Une atmosphère infernale composée de gaz à effet de serre
L’atmosphère de Vénus est principalement constituée de dioxyde de carbone (CO₂), à hauteur d’environ 96,5 %. Cette concentration élevée piège efficacement la chaleur solaire et empêche sa dissipation dans l’espace. À cela s’ajoutent des nuages épais d’acide sulfurique, qui réfléchissent une partie de la lumière mais contribuent aussi à retenir la chaleur. La pression atmosphérique à la surface atteint près de 92 fois celle de la Terre, équivalente à la pression ressentie à 900 mètres sous l’eau. Ces conditions créent un environnement où toute forme d’eau liquide est immédiatement vaporisée.
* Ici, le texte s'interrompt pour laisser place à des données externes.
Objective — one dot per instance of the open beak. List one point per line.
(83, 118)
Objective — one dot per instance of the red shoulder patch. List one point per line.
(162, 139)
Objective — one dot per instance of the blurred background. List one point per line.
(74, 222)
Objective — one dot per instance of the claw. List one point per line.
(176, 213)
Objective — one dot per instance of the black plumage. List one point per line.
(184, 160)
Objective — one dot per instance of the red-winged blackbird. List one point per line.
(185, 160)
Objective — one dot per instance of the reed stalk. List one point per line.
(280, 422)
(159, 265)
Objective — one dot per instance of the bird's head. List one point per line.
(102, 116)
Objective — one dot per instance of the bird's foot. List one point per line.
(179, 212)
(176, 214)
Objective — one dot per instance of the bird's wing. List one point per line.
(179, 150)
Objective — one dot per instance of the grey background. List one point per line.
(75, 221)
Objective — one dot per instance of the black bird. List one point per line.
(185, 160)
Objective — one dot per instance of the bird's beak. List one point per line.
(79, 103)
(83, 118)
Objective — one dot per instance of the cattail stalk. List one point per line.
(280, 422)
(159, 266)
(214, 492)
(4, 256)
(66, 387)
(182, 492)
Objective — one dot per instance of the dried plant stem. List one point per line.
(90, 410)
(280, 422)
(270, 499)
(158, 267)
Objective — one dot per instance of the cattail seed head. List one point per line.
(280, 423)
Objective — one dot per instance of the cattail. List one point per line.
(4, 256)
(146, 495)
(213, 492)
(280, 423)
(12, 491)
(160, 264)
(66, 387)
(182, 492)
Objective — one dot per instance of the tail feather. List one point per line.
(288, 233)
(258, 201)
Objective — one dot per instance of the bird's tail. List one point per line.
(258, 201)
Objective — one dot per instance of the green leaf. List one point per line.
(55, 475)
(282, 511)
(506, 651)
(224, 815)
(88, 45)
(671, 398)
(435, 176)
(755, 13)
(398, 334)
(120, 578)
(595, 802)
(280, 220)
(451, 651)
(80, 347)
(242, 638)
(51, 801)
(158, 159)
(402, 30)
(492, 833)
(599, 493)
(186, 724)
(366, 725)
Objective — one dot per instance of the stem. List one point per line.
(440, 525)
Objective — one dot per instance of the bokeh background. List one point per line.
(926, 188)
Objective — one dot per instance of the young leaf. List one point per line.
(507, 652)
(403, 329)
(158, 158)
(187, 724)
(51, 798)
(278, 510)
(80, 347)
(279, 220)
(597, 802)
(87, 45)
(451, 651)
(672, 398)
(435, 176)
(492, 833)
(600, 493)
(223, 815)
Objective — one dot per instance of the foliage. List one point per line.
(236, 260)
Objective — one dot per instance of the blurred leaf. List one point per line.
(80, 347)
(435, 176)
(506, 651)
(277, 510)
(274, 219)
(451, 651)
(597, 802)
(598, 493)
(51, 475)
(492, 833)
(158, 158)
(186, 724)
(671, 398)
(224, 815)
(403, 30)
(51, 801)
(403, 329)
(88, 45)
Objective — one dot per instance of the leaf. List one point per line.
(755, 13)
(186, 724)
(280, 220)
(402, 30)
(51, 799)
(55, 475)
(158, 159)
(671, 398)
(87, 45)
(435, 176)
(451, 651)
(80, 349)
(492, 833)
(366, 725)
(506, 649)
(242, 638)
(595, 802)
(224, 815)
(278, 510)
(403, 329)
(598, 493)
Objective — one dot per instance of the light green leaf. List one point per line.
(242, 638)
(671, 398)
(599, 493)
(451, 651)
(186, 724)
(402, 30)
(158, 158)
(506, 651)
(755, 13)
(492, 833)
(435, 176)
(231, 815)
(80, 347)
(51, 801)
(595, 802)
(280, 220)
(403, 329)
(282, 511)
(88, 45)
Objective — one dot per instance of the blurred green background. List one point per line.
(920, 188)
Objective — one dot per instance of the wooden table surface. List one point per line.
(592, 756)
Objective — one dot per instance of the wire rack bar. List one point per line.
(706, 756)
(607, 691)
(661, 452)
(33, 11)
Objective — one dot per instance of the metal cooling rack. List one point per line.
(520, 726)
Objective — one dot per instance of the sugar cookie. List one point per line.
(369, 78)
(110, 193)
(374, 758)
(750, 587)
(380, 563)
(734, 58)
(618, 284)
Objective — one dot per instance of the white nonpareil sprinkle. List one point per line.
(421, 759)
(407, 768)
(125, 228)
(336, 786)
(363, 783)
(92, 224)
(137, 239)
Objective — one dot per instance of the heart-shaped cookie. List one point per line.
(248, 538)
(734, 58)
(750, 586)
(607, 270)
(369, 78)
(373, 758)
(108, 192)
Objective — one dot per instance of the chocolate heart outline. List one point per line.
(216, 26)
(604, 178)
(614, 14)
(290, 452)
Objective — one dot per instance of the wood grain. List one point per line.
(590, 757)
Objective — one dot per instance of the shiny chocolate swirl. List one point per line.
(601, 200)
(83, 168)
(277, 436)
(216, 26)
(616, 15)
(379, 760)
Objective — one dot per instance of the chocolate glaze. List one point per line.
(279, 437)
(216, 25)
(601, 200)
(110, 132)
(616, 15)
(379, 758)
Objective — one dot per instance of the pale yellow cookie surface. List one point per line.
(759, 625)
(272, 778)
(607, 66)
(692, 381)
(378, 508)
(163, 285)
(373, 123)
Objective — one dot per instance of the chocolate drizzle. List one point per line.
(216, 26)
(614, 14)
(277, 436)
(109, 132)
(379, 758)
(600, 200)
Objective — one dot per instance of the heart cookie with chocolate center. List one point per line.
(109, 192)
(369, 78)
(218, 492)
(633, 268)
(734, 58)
Mercure, plus proche du Soleil mais bien moins chaude
Mercure, située à environ 58 millions de kilomètres du Soleil contre 108 millions pour Vénus, reçoit effectivement plus d’énergie solaire par unité de surface. Cependant, son absence quasi totale d’atmosphère empêche toute rétention de chaleur. Les températures y varient de manière extrême : jusqu’à 430 °C du côté ensoleillé et jusqu’à -180 °C du côté nocturne. Cette absence de couverture gazeuse fait de Mercure un monde de contrastes thermiques brutaux, mais en aucun cas la planète la plus chaude du système solaire.
Un effet de serre à l’échelle planétaire
Vénus illustre de manière dramatique les conséquences d’un effet de serre non contrôlé. Les scientifiques étudient son atmosphère pour mieux comprendre les mécanismes climatiques terrestres. Si la composition de l’air vénusien diffère radicalement de celle de la Terre, les principes physiques restent identiques : une augmentation des gaz à effet de serre entraîne une élévation des températures. Cette comparaison souligne l’importance de surveiller l’accumulation de CO₂ dans notre propre atmosphère, afin d’éviter une trajectoire similaire.
Une surface volcanique et un passé géologique actif
Les données recueillies par les missions spatiales, telles que Magellan dans les années 1990, révèlent une surface constellée de volcans et de plaines de lave solidifiée. La planète compte plus de 1 600 grands volcans, signe d’une activité géologique intense dans un passé récent, voire actuel. Ces formations trahissent une histoire volcanique responsable en partie de l’enrichissement de l’atmosphère en CO₂ et en soufre, renforçant ainsi l’effet de serre. L’étude de Vénus aide les planétologues à reconstituer les processus géologiques des planètes telluriques.